Simultaneously, Innovative Industrial Properties (IIP), a major cannabis REIT and sale-leaseback partner in the sector, disclosed in its SEC filings that tenant defaults have materially impacted rental revenue and portfolio performance.


MJBizDaily further reported that IIP has been actively recovering from tenant distress, including repositioning and re-leasing efforts.


These are not isolated events.


They reflect structural cannabis business growth challenges in a capital-constrained industry.


Tenant Concentration and Real Estate Exposure

One revealing element in IIP’s reporting is its internal policy of limiting exposure so that no single tenant accounts for more than 20 percent of lease income.


That threshold exists for a reason.


In cannabis real estate, tenant concentration risk can cascade:

  1. Operator defaults

  2. Lease income disruption

  3. Property valuation adjustments

  4. Capital market pressure

  5. Portfolio restructuring


Sale-leaseback models work best when tenants are durable.


When rapid expansion precedes durable profitability, landlords inherit operational risk indirectly.


This is where cannabis expansion risk intersects directly with cannabis real estate risk.


Oversupply and Market Compression

Oversized cultivation facilities do not exist in isolation.


When large canopy expansions accelerate supply, they can:


  • Depress wholesale flower pricing

  • Compress margins for smaller operators

  • Increase refinancing stress

  • Trigger further defaults


Scale is powerful.


But scale without absorption capacity destabilizes equilibrium.


Kings Garden’s stalled expansion demonstrates the other side of that equation: when the growth thesis falters mid-stream.


M&A Implications

This story also intersects with cannabis M&A trends.


As discussed in Cannabis M&A Is Heating Up,


capital is re-entering the market selectively.

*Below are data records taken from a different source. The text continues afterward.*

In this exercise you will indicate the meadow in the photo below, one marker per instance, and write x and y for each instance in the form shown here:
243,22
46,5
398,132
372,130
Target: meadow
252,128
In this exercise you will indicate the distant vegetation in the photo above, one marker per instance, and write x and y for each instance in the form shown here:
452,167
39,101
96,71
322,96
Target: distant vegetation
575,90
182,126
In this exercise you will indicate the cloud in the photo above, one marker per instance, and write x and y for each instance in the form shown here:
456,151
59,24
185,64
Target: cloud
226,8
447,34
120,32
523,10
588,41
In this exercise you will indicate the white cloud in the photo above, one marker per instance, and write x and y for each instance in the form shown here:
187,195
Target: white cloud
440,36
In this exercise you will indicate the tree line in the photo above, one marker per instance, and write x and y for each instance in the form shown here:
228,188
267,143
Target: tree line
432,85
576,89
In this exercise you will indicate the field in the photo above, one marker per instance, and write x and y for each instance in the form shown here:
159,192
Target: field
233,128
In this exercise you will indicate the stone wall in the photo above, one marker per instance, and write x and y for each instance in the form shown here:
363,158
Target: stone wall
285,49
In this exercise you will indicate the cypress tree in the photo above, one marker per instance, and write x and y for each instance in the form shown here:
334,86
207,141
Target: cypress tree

Buyers are not just evaluating revenue. They are underwriting:

  • Lease structures

  • Tenant durability

  • Facility scalability

  • Governance stability

  • Regional oversupply risk


Multi-million dollar expansion failures become case studies in diligence.

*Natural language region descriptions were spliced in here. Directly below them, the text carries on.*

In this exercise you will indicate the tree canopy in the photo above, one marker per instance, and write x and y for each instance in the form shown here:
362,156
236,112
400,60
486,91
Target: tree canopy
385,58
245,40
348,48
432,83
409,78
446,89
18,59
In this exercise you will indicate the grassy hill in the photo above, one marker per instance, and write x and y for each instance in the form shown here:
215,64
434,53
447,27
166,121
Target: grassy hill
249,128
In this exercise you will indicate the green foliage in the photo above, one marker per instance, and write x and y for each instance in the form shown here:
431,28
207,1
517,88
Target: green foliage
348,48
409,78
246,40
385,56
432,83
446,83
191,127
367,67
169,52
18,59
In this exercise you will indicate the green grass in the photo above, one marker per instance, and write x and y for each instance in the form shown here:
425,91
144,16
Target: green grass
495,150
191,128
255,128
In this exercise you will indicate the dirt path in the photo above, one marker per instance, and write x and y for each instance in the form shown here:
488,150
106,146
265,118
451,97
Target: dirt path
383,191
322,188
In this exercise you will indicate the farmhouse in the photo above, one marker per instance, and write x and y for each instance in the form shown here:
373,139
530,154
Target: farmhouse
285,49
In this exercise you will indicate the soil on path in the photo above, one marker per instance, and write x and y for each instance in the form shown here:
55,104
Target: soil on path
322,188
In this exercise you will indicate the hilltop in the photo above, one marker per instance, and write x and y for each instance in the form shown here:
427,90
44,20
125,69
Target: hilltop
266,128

They influence how future cannabis property for sale listings are evaluated.


They shape how cannabis businesses for sale are priced.

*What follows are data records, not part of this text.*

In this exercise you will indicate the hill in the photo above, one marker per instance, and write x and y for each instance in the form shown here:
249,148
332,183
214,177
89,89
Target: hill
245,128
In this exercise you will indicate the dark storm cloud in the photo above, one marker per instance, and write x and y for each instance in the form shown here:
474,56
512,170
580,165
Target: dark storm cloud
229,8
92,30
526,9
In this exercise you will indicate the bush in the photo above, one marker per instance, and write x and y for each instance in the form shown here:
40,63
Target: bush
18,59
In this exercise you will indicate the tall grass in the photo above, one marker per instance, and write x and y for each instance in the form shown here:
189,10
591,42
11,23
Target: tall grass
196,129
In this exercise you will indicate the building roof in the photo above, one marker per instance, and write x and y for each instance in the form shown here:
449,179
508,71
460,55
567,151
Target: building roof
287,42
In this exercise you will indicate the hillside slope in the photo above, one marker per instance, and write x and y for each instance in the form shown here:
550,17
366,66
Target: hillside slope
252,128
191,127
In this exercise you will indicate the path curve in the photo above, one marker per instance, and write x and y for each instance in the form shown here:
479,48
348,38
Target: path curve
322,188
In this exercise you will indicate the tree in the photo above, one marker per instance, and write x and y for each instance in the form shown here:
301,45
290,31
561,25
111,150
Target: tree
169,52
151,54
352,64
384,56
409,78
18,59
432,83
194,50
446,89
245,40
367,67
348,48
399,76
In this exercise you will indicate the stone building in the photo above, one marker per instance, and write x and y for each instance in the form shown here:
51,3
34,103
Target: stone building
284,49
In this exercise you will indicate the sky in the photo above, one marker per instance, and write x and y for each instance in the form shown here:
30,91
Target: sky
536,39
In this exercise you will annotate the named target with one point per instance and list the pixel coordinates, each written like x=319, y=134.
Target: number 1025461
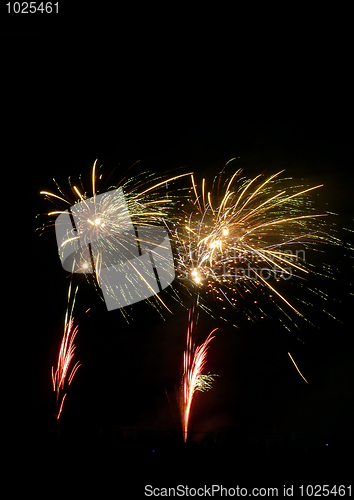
x=32, y=7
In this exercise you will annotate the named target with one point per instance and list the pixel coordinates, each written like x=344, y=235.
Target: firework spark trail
x=61, y=376
x=297, y=368
x=221, y=243
x=193, y=380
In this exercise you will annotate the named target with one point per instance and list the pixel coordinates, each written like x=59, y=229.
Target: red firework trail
x=66, y=354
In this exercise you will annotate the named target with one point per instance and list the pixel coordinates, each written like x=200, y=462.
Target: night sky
x=72, y=109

They inform how lenders and equity partners assess execution risk.


What This Really Costs

The cost of scaling too fast is not just construction capital It is:

  • Legal fees

  • Lost lease income

  • Investor confidence

  • Brand erosion

  • Market compression

  • Opportunity cost


Cannabis business growth challenges are magnified by federal illegality, limited banking, and capital scarcity.


When expansion goes wrong, there is no easy refinancing safety net.


The Bigger Lesson

The lesson is not “do not grow.”


The lesson is that growth must be durable.


Facilities should scale in proportion to:

  • Confirmed distribution capacity

  • Realistic pricing assumptions

  • Strong governance controls

  • Conservative financing structures

  • Diversified revenue channels


In cannabis, the penalty for misalignment is often multi-million dollar.


And the ripple effects extend well beyond a single operator.



FAQs

Q: Why do large cannabis expansions often struggle?

A: Large expansions require precise coordination of financing, construction, forecasting, and governance. When growth assumptions prove optimistic, financial strain can quickly follow.


Q: How does expansion impact cannabis property valuation?

A: Oversupply and tenant distress can reduce lease stability and compress property valuations, particularly in regions with concentrated cultivation growth.


Q: What is tenant concentration risk in cannabis real estate?

A: Tenant concentration risk occurs when a landlord relies heavily on one operator for lease income. If that operator defaults, property performance and valuation can decline sharply.


Q: Does cannabis M&A increase after expansion failures?

A: Often yes. Distressed assets may enter the market, and strategic buyers look for undervalued properties or brands with turnaround potential.


Q: Are oversized cannabis facilities always a mistake?

A: Not necessarily. Scale can be powerful when aligned with demand, capital discipline, and operational execution.